Il pourrait sembler paradoxal d'illustrer un billet sur les panoramiques du photographe Jean Duquesnoy par une image au format 4/3 si la trapéziste n'était autre que ma fille Elsa, prise en vol au centre de la piste du Cabaret Sauvage lors du dernier Vrai-faux Mariage Tzigane.
Même si le panoramique est plutôt "fait pour les serpents et les enterrements" (dixit Fritz Lang jouant son propre rôle in Le mépris de J-L. Godard), les écrans larges nous submergent en dissolvant les bords du cadre dans les limites du champ visuel, no man's land où la perception remplace la vision. Duquesnoy titre "Tombé dans le pano", et c'est vrai qu'on y plonge, bain de foule ou extension du désert, interdit aux agoraphobes ! Sur son site, les images du Vrai Faux Mariage sont les plus représentatives que j'ai pu voir du spectacle de La Caravane Passe et de La Clique de Pléchti, celles qui rendent le mieux cette folie festive qui s'empare des danseurs jusqu'à épuisement deux heures plus tard.
Duquesnoy réussit son coup lorsqu'il filme les foules, les manifs, les scènes où il se passe mille choses à l'écran (je regarde ça sur mon ordi). Il réussit à donner cette impression de communauté, de partage qu'il est souvent difficile de capter, sauf à maîtriser le cadre serré, le hors champ en amorce.
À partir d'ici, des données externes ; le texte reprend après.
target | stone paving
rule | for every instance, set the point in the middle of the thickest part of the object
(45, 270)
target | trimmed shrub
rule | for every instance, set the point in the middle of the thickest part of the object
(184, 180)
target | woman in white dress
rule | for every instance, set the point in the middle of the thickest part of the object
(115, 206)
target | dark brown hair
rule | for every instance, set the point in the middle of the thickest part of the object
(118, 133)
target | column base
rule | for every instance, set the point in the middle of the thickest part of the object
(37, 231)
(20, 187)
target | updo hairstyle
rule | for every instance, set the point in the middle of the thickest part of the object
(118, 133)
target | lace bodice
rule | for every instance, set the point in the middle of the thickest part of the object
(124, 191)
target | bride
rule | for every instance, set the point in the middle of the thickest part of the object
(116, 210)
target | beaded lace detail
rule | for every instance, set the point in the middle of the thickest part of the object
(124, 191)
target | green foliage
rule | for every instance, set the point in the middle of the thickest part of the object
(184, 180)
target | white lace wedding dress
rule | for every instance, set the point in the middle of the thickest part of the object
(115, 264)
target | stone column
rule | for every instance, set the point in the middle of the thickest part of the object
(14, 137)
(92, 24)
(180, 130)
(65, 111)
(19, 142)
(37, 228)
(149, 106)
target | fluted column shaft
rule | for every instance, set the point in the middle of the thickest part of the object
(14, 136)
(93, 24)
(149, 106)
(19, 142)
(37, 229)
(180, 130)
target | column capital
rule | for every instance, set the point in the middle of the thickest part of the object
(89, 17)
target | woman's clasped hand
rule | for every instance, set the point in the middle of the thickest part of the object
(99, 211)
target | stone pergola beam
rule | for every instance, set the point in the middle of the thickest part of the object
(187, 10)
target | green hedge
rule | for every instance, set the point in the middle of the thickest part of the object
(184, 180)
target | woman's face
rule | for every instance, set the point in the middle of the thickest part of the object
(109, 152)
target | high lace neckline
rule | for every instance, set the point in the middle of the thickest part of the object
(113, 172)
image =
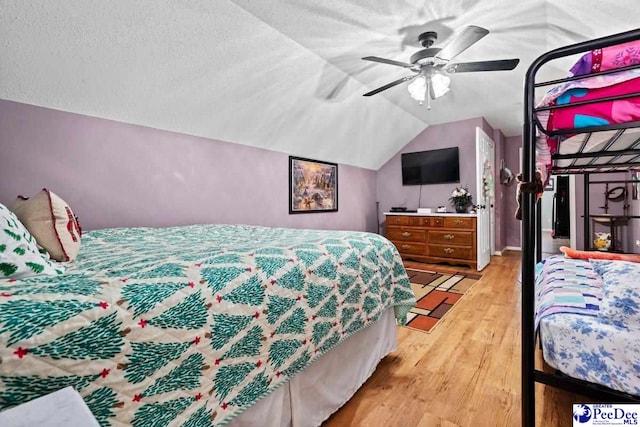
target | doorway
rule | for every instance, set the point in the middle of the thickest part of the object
(551, 245)
(556, 215)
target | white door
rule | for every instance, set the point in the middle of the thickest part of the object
(484, 197)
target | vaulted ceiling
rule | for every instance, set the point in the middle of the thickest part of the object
(284, 75)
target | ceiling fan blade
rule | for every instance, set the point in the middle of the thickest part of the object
(468, 67)
(462, 42)
(388, 61)
(390, 85)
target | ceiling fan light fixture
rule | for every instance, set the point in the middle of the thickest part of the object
(418, 89)
(439, 85)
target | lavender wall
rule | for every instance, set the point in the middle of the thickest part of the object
(115, 174)
(461, 134)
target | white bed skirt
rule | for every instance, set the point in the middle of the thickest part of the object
(328, 383)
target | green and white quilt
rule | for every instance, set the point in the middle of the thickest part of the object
(191, 325)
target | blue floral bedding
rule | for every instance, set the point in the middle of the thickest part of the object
(191, 325)
(600, 346)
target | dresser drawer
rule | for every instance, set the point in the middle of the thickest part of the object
(397, 220)
(410, 248)
(457, 222)
(464, 238)
(407, 234)
(450, 251)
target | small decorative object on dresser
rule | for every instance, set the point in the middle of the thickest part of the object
(434, 238)
(460, 199)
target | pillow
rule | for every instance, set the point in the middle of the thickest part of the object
(620, 303)
(52, 223)
(19, 255)
(611, 256)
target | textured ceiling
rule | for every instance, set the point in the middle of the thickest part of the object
(284, 75)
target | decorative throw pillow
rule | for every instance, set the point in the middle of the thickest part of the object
(611, 256)
(52, 223)
(19, 255)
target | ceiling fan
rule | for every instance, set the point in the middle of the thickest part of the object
(431, 64)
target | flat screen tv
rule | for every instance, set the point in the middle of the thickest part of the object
(431, 167)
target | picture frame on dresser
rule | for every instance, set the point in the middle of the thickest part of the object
(313, 186)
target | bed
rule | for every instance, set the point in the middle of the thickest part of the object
(195, 325)
(587, 123)
(588, 319)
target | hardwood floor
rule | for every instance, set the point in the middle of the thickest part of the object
(464, 373)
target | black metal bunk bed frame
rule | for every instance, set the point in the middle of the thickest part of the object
(531, 217)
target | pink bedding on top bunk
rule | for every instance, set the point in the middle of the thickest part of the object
(598, 113)
(590, 88)
(608, 58)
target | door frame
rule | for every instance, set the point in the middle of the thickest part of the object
(489, 203)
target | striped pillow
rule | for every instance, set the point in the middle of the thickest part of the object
(52, 223)
(19, 254)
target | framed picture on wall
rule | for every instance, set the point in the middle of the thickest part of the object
(313, 186)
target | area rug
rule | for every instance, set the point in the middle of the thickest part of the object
(437, 292)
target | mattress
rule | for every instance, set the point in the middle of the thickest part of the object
(189, 324)
(327, 384)
(585, 332)
(585, 348)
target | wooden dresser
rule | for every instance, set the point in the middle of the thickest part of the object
(434, 238)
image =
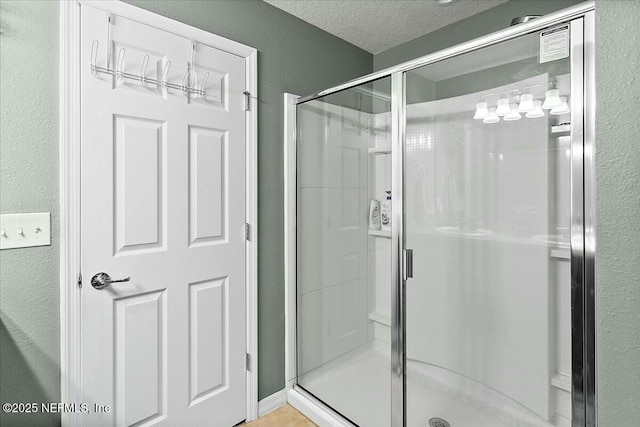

Ses clones forment aussi d'amusantes saynètes que le photographe pourrait développer dans l'avenir, à condition de prendre le recul nécessaire, ici comme ailleurs, à savoir mettre en scène ce qui se joue entre les différents personnages de ses tableaux vivants, créant ainsi une dialectique nécessaire dans un plan aussi large.